I like this idea of pushing myself toward my goals. Ever since I started seriously considering doing the marathon, I’ve been thinking a lot about what it means for other areas of my life. My mom (and I’m sure everyone’s mom) always said if you’re going to do something, do it right. If you’re going to do it half-assed, why waste your time?
So, I’ve been thinking about all the things I can do to prepare, things like losing a few more pounds so that I can run faster. But also modifying my diet so it will provide the best fuel. (Meaning I need to lose the weight now so come marathon training I can focus on proper fueling and not weight loss.) And cross-training to increase/maintain fitness, and strengthening and stretching. And cutting back on my social life during the summer so I am well-rested for all the training.
It will be hard. I know I’m going to deal with people questioning why I’m doing this at all, why I’m going to give up things like late summer nights, beer and who knows what else, and running through a (probably) hot Chicago summer just to run 26 (point two) miles and I’m not even getting paid to do it!
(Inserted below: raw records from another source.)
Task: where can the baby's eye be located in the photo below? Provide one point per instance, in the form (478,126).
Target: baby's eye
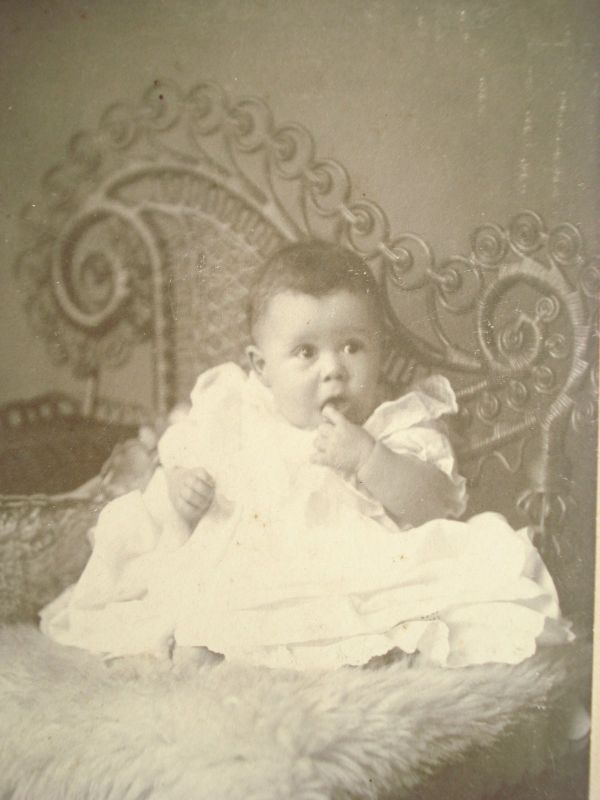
(353,346)
(305,351)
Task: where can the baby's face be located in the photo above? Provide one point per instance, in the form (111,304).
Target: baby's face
(312,351)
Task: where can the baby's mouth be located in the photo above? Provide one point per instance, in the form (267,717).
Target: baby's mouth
(341,404)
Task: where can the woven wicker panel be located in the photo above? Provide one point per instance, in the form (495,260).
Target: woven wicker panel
(208,270)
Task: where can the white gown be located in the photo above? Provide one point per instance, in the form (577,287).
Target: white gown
(295,566)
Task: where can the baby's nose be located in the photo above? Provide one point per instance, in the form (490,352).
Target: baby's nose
(332,367)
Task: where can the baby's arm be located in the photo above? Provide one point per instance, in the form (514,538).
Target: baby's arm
(412,491)
(190,488)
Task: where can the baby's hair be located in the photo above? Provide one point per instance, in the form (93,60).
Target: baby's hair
(314,268)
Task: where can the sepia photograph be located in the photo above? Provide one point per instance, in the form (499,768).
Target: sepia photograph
(298,399)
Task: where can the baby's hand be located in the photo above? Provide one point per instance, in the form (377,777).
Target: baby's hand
(191,491)
(341,444)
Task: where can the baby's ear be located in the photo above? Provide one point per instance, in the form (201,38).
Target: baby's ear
(257,361)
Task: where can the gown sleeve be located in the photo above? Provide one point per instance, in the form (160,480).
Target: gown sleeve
(414,425)
(203,437)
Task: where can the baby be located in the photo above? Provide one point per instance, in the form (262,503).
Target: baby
(303,518)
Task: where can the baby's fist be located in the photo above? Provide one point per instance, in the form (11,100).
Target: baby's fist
(191,491)
(341,444)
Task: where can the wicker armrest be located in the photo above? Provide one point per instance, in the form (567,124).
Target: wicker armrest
(43,538)
(43,548)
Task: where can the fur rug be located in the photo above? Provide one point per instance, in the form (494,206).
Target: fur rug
(74,728)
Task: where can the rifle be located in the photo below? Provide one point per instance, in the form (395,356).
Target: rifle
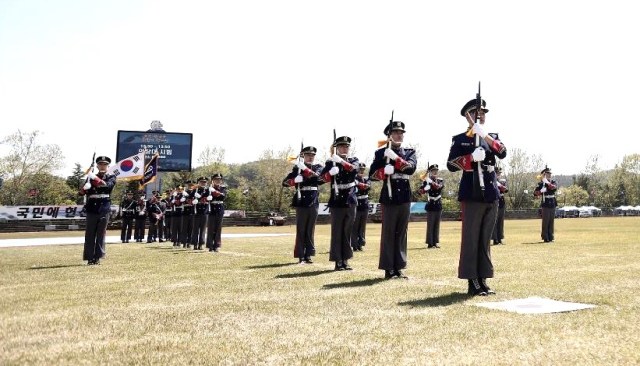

I know I’m going to want to talk about running all the time and most people won’t really care. (Sidenote: so happy for running friends! And this blog!)
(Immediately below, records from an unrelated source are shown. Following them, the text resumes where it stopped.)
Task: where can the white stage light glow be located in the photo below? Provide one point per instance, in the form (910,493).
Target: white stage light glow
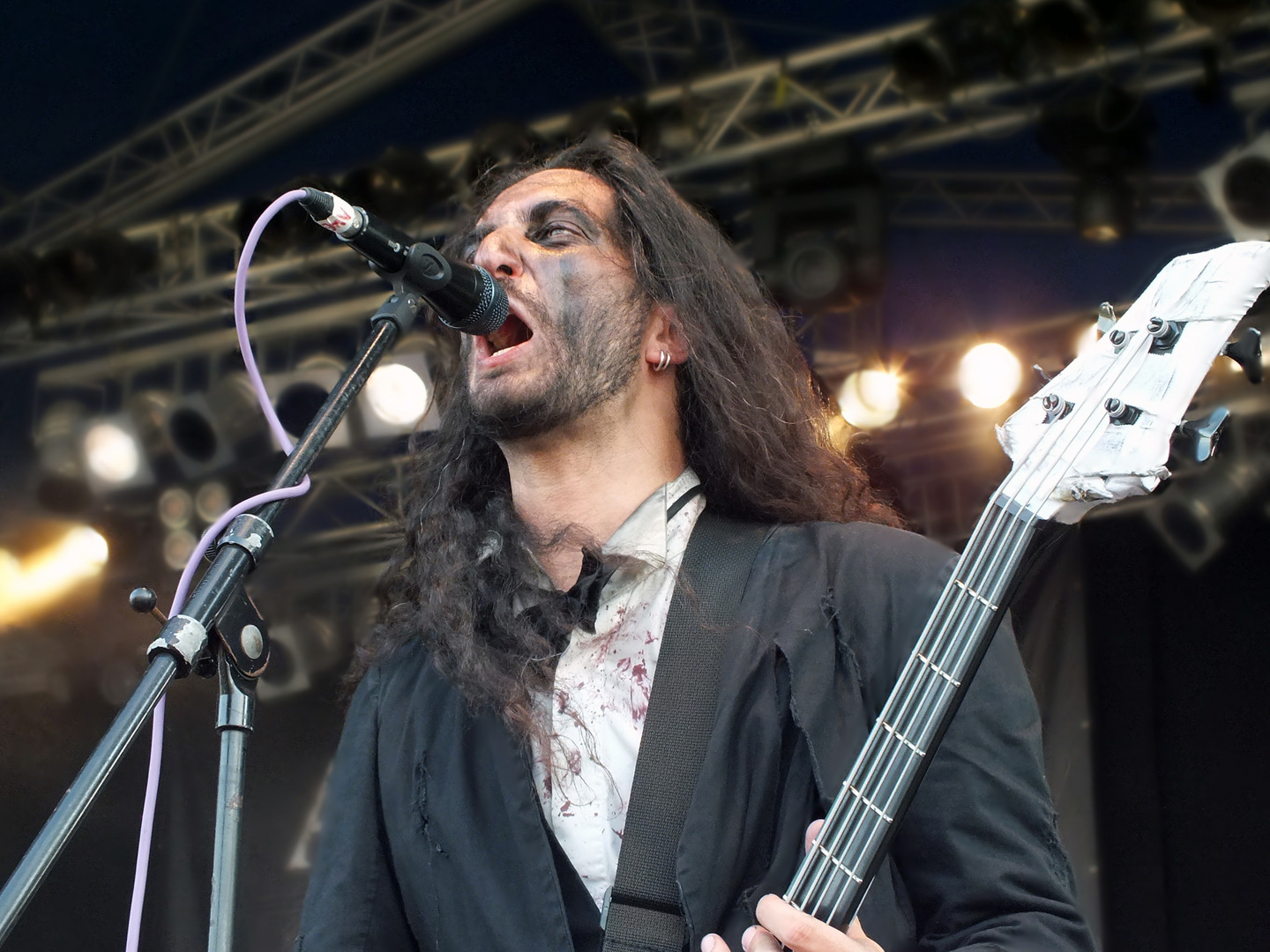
(990,375)
(111,453)
(397,395)
(869,398)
So why am I doing it? Well, to follow BFF Ultra Vera‘s lead, I want to see what my body is capable of. But I also want to see what my mind is capable of. I know training for and finishing a marathon will be just as mentally challenging as it will be physically challenging. I want to prove that I am hardcore enough to not just do it, but do it to the best of my ability, even if I don’t know what that ability is yet. That I’m hardcore enough to find the limits of my ability … and see how far I can push them. It’s kind of exciting to think about.
|Good turnout for Saturday morning’s run. We had everything from a run/walk group doing 3 miles up to
folks doing 10 miles. I’m in the back, second from left. BFF Gennie is directly in front of me.
Also, in order to get everyone in one photo, someone had to be photoshopped in. Can you tell who?
Source: Amanda (TooTallFritz.com), the gal in front in blue.
Related, I had a great running weekend. On Saturday morning I ran with the F’N Runners – 8 miles at a 9:08 pace, which is the fastest I have ever run over 5 1/2 miles. My half marathon PR is 2:22 and lately I’ve been wondering if I can pull off a sub-2 hour half at one of the spring half marathons I’m doing. I felt like maybe a 22-minute PR is too ambitious but after yesterday I’m starting to think it’s doable. Maybe even too modest of a goal?
Also, my BFF Gennie came out to run with us! I am so proud of her. She has so much on her plate, so I know it is hard for her to add running to her life, but I am so proud that she is! And she’s not letting lack of running experience or intimidation hold her back. (Related, Amanda at TooTallFritz has a great post on this topic.)
Anyway, on Sunday I wanted to go for a run – 5 easy miles. Well, we went out on Saturday night. (And I wore actual pants! Not leggings! Sorry, that doesn’t happen often when I’m not at work). I wanted to get a decent night’s sleep, so I wasn’t sure if I would have time to run before I needed to start cooking for Sunday morning’s family breakfast. Well, I didn’t have enough time, so I told myself I could run later in the day, after everyone left.
And when the time came that everyone was leaving, I was starting to think about heading out for a run. I didn’t say anything, but I must have looked out the window a certain way, and my mom said “you’re going to go for a run, aren’t you?” Sometimes it seems like she doesn’t know me at all, other times it’s like … whoa. She really has spent 30 years watching and observing me (and my brothers too I assume) and really knows me.